- DVD cover
- Directed by: Alan Metter
- Written by: Elizabeth Kruger Craig Shapiro
- Produced by: Neil Steinberg Megan Ring
- Starring: Mary-Kate and Ashley Olsen
- Cinematography: Steven Wacks
- Edited by: Sherwood Jones
- Music by: Christopher Brady
- Production companies: Dualstar Entertainment Group Tapestry Films
- Distributed by: WarnerVision Entertainment Warner Home Video
- Release date: November 9, 1999;
- Running time: 87 minutes
- Countries: United States France
- Language: English

= Passport to Paris =

Passport to Paris is a 1999 American romantic comedy film starring Mary-Kate and Ashley Olsen, who also serve as the film's executive producers. It was produced by Dualstar Entertainment Group and Tapestry Films and released by WarnerVision Entertainment and Warner Home Video on November 9, 1999.

== Plot ==

13-year-old twin sisters Melanie and Allyson Porter have only one concern: boys. Desperate for them to broaden their horizons and see the world, their parents send them to Paris, France to spend spring break with their estranged grandfather, Edward, who's the American Ambassador to France.

Expecting a fun time with their grandfather, they instead end up living day-to-day via a mundane itinerary with his no-nonsense assistant, Jeremy Bluff, since Edward's always too busy with his ambassadorial duties to spend time with them. They also learn some harsh rules while staying at his swanky mansion, which includes: no loud music, no jumping on the bed, and having to be dressed appropriately for dinner every night without being a minute late.

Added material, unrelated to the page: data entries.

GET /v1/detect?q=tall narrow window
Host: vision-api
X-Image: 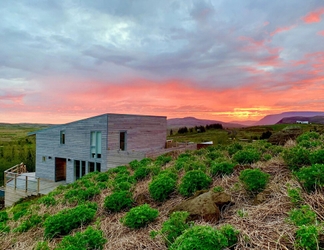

[60,130,65,144]
[119,131,127,151]
[90,131,101,158]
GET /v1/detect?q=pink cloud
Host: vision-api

[316,30,324,36]
[270,25,296,36]
[302,8,324,23]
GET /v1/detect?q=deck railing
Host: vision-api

[4,163,39,194]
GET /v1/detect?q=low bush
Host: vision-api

[239,168,270,193]
[227,142,243,156]
[134,167,150,181]
[0,211,9,222]
[38,195,56,207]
[184,161,206,172]
[289,205,316,226]
[210,161,235,176]
[219,224,240,247]
[309,149,324,164]
[95,172,109,182]
[296,132,320,143]
[104,191,134,212]
[295,164,324,192]
[169,225,228,250]
[233,148,261,164]
[56,226,107,250]
[154,211,190,246]
[64,185,100,203]
[0,222,10,233]
[13,214,43,233]
[282,146,311,170]
[149,174,176,202]
[44,204,96,238]
[295,225,320,250]
[113,181,133,192]
[121,204,159,229]
[179,170,212,197]
[154,155,172,167]
[287,188,303,206]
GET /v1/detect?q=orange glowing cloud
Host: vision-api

[302,8,324,23]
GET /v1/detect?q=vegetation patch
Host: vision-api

[104,191,134,212]
[239,168,270,193]
[179,170,212,197]
[121,204,159,229]
[44,205,97,238]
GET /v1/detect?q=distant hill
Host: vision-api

[277,116,324,124]
[167,117,245,128]
[254,111,324,125]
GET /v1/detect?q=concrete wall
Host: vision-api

[36,115,107,183]
[36,114,167,183]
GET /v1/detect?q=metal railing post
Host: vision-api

[37,178,40,194]
[26,175,28,192]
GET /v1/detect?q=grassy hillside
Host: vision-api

[0,128,324,249]
[0,123,49,186]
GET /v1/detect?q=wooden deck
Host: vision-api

[5,172,66,207]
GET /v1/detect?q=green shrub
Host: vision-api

[38,195,56,207]
[295,225,320,250]
[289,205,316,226]
[179,170,212,197]
[210,161,235,176]
[169,225,228,250]
[129,160,142,170]
[295,164,324,192]
[33,241,51,250]
[310,149,324,164]
[64,185,100,203]
[154,155,172,167]
[0,222,10,233]
[233,148,261,164]
[219,224,240,247]
[113,181,133,192]
[296,132,320,143]
[56,226,107,250]
[0,211,9,222]
[95,172,109,182]
[134,167,150,181]
[287,188,303,206]
[282,146,311,170]
[262,154,272,161]
[149,174,176,202]
[184,161,206,172]
[104,191,134,212]
[228,142,243,156]
[11,202,32,221]
[206,150,224,160]
[160,211,190,246]
[121,204,159,228]
[239,168,270,193]
[44,205,96,238]
[13,214,43,233]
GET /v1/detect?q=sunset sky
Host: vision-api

[0,0,324,123]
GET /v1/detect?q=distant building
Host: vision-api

[33,114,167,183]
[296,121,309,124]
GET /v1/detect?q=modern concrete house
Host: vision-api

[34,113,167,183]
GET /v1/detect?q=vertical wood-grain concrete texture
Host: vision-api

[34,114,167,183]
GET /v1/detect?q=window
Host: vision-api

While out for lunch one afternoon, the girls meet and befriend Brigitte, a beautiful French fashion model, who agrees to show them the great sights of Paris. They also meet two charming teenage French boys, Jean and Michel (who become infatuated with them and give them roses), and find various ways to ditch Jeremy so that they can spend time cruising around the city on mopeds with the boys. One afternoon, the twins end up in police custody, along with Jean and Michel, for trespassing on private property. To their dismay, the girls are forbidden by Grandpa Edward to see the boys again.

At dinner one night, the girls challenge the French Foreign Minister, Monsieur De Beauvoir, and manage to convince him to accept an important proposal that was established by their grandfather, concerning clean drinking water for the Embassy. This puts Melanie and Allyson back in Grandpa Edward's good graces, and he allows them to once again see Jean and Michel, even allowing all four of them to attend a dance together where they have their first kisses.

When the time comes for the girls to return home, Grandpa Edward decides to take a much-needed break from his ambassadorial duties and accompany them—the intention being to spend time with his family (whom he hasn't seen for a long time) back in the United States.